Homework problem W on fast polynomial multiplication

Here is an answer to part a (on which you base your part b answer). The product of the polynomials ax + b and cx + d is the polynomial acx² + (ad + bc)x + bd. That is, the goal is to compute the three coefficients of the degree 2 polynomial ex² + fx + g, which are
e = ac, f = ad + bc, g = bd.
Thus 4 coefficient multiplications and one addition suffice. An alternate formulation is
e = ac, g = bd, f = (a+b)(c+d) - e - g.
This requires 3 coefficient multiplications and 4 additions/subtractions. Much as Strassen's algorithm takes advantage of recursive application of a 7 multiplication, 18 addition scheme for 2 by 2 matrix multiplication, here we can exploit the 3 mult, 4 add/sub method recursively.

By the way, this divide and conquer approach to polynomial multiplication is known as Karatsuba's method.

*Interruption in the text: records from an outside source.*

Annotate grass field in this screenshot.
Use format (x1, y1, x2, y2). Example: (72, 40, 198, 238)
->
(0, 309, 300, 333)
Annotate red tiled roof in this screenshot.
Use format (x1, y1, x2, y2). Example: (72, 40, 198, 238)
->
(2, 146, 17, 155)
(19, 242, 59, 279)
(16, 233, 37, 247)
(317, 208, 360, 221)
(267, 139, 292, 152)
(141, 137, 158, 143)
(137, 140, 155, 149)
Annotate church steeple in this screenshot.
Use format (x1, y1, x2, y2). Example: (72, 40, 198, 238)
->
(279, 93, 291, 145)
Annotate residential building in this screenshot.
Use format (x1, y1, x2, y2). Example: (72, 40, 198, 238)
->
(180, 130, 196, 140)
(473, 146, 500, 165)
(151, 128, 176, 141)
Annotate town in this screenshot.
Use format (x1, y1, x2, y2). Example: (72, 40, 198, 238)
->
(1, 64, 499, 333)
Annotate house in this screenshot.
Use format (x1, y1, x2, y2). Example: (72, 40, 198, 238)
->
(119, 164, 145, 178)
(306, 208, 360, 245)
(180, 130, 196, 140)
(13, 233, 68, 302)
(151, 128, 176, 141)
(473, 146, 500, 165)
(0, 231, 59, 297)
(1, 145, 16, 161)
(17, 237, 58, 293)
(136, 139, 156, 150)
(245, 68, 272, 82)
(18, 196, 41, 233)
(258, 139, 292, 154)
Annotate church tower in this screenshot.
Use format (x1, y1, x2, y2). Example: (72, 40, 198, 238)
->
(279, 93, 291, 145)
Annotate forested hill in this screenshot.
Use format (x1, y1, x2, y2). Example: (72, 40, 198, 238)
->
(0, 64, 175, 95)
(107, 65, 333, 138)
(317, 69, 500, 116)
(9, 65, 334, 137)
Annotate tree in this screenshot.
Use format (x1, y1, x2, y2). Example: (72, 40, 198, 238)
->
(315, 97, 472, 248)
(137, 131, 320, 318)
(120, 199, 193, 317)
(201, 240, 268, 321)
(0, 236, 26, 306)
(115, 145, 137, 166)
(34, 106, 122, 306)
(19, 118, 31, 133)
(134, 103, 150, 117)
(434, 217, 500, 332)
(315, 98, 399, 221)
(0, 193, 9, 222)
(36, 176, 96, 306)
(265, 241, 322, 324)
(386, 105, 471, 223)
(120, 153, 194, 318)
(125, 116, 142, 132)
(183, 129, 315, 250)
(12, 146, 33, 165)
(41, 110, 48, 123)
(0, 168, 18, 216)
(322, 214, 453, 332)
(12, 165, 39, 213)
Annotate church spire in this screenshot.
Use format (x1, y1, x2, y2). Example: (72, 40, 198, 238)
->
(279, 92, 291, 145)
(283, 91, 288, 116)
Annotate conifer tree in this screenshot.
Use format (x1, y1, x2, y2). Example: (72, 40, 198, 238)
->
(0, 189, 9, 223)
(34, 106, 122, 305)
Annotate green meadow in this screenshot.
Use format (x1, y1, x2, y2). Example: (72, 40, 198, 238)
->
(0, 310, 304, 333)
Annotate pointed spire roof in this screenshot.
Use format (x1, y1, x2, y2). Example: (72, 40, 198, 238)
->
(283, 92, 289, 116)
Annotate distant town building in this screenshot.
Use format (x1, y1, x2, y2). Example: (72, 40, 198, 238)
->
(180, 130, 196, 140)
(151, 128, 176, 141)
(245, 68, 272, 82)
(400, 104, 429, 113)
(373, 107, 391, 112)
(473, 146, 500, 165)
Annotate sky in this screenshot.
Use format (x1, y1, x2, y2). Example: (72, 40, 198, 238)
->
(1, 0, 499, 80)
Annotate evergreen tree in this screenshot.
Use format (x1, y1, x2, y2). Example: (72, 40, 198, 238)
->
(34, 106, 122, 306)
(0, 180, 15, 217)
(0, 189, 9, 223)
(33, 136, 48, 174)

You are not asked to do part c of the problem. Just for interest, here is a sketch of an answer. A n bit number k can be written in binary as
k = k₀ + k₁2 + k₃2² + ... + k_(n-1)2^n-1.
Two n bit numbers can be multiplied by (1) converting them to polynomials in this way, (2) multiplying the polynomials using Karatsuba's method, and (3) propagating carries.

For step (3), note that step (2) results in a polynomial of degree 2n-2, whose coefficients are as large as n instead of being single bits. It is of the form
m = m₀ + m₁x + m₃2^x + ... + m_(2n-2)x^2n-2.
The sum of all the coefficients is no more than n². We may propogate carries by this algorithm:

carry = 0; m2n-1 = 0;
for (i = 0; i < 2n; ++i)
{   temp = mi + carry;
    mi = first bit of temp (temp%2);
    carry = temp shifted right one bit (temp/2);
}

The recurrence for the overall integer multiplication algorithm is then T(n) = 3*T(n/2) + O(n*lg(n)), whose solution by the master theorem is Θ(n^lg(3)).